Metabolic and Bariatric Surgery, Lakes Region General Hospital, Clinical Assistant Professor of Surgery, University of New England College of Osteopathic Medicine.
J Surg Case Rep. 2020 May 18;2020(5):rjz195. doi: 10.1093/jscr/rjz195. eCollection 2020 May.

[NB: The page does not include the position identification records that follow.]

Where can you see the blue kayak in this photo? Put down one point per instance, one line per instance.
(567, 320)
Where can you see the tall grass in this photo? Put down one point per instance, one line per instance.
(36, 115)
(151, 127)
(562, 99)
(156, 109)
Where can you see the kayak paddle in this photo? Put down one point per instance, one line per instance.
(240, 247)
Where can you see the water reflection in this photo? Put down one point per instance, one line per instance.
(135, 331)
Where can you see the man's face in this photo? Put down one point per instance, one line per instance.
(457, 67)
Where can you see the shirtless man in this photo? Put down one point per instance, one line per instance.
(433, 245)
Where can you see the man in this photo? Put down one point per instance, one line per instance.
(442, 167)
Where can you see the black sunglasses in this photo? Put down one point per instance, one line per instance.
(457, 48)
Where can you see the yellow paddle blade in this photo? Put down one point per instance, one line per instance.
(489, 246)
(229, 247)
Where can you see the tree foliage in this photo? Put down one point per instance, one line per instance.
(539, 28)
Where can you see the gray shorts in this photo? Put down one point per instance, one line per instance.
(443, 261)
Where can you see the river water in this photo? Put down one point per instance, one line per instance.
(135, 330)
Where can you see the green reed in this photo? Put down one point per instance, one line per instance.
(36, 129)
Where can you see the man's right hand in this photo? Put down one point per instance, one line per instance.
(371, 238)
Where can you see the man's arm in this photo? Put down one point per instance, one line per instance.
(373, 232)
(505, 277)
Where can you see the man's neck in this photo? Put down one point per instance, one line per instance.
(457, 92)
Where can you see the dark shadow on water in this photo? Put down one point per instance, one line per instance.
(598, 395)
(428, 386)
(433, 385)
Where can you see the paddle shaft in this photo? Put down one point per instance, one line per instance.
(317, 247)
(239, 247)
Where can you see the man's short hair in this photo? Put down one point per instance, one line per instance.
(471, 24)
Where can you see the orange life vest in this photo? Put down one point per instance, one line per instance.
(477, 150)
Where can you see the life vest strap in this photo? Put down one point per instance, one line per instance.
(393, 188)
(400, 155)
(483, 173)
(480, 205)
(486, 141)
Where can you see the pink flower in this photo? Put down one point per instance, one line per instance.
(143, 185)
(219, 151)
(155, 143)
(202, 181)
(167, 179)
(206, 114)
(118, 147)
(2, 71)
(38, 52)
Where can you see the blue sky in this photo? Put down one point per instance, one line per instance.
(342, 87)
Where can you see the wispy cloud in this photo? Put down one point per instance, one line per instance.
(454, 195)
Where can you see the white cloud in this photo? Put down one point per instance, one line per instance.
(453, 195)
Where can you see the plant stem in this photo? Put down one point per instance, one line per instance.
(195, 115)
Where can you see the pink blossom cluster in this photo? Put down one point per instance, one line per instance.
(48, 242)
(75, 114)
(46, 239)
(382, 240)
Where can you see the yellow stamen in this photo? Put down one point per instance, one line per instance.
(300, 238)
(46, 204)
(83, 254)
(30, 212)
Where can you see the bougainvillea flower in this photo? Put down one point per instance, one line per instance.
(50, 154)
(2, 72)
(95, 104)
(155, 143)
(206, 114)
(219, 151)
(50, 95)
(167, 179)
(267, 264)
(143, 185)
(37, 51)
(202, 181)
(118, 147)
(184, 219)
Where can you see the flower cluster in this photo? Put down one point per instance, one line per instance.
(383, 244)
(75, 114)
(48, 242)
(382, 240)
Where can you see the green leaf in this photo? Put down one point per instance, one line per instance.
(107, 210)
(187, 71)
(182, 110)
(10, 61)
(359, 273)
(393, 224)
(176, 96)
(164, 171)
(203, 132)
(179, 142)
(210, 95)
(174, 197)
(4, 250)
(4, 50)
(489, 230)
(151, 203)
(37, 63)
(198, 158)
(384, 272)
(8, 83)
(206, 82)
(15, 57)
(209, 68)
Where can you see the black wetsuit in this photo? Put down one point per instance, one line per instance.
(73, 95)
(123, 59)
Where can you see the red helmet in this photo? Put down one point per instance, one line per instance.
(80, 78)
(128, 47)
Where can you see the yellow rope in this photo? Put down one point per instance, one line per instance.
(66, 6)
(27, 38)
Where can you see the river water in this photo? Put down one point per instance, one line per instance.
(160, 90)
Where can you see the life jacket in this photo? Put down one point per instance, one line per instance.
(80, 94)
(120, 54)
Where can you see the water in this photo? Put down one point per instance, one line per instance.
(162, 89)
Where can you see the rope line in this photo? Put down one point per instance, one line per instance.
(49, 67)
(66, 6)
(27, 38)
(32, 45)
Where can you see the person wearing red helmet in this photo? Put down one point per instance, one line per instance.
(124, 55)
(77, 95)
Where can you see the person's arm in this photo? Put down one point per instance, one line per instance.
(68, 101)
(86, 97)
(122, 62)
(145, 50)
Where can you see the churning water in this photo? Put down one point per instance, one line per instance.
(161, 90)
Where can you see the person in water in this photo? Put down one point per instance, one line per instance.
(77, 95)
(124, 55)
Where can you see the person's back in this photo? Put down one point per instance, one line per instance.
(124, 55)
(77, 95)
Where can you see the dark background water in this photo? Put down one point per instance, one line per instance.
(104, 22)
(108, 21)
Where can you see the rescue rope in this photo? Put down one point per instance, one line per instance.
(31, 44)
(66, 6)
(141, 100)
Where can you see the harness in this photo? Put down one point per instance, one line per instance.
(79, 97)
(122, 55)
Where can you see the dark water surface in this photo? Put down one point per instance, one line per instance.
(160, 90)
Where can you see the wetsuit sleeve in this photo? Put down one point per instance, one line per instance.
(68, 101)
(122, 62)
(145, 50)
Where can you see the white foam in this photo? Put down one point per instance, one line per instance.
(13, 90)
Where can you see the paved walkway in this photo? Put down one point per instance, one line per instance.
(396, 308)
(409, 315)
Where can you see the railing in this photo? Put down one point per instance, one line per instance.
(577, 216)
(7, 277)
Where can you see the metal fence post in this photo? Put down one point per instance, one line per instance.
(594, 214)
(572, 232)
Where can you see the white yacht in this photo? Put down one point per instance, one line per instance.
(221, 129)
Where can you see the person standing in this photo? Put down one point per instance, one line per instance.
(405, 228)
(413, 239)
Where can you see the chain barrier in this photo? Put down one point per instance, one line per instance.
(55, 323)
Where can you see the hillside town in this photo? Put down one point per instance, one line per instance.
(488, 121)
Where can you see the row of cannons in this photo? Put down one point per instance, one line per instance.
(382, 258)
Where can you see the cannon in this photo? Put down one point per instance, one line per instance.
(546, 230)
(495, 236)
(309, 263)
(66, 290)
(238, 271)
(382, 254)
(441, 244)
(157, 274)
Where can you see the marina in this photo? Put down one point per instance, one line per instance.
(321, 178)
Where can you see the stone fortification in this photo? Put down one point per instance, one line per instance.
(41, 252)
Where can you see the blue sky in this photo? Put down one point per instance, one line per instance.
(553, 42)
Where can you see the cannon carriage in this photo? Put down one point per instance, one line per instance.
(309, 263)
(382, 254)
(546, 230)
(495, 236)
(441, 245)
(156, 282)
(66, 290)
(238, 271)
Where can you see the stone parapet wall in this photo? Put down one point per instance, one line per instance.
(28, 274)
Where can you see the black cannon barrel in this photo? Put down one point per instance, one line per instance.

Nissen fundoplication is a safe and effective procedure for gastroesophageal reflux. Gastric ulceration leading to perforation is an uncommon late complication with a mechanism of action that is poorly understood. A 40-year-old male presented 3 years following his fundoplication with a perforated ulcer in the upper body of the stomach. The patient admitted ibuprofen use leading up to the perforation. The perforation was successfully repaired via laparoscopy, with good postoperative outcome. Gastric ulcer perforation post-fundoplication is a rare late outcome. Gastric perforation may have been precipitated by the use of non-steroidal anti-inflammatory drugs (NSAIDs) in concert with the vascular mechanical changes caused by this procedure. A review of the literature reveals only a handful of accounts of gastric ulcers or perforations as a late outcome. Of note, many of these perforations occur in the upper stomach and in tandem with NSAID use.
尼森胃底折叠术是治疗胃食管反流的一种安全有效的手术方法。导致穿孔的胃溃疡是一种罕见的晚期并发症,其作用机制尚不清楚。一名40岁男性在接受胃底折叠术3年后,出现胃体上部溃疡穿孔。患者承认在穿孔前使用了布洛芬。穿孔通过腹腔镜成功修复,术后效果良好。胃底折叠术后胃溃疡穿孔是一种罕见的晚期结果。胃穿孔可能是由于使用非甾体抗炎药(NSAIDs)以及该手术引起的血管机械性改变共同作用所致。文献回顾显示,仅有少数关于胃溃疡或穿孔作为晚期结果的报道。值得注意的是,这些穿孔许多发生在胃上部,且与使用NSAIDs有关。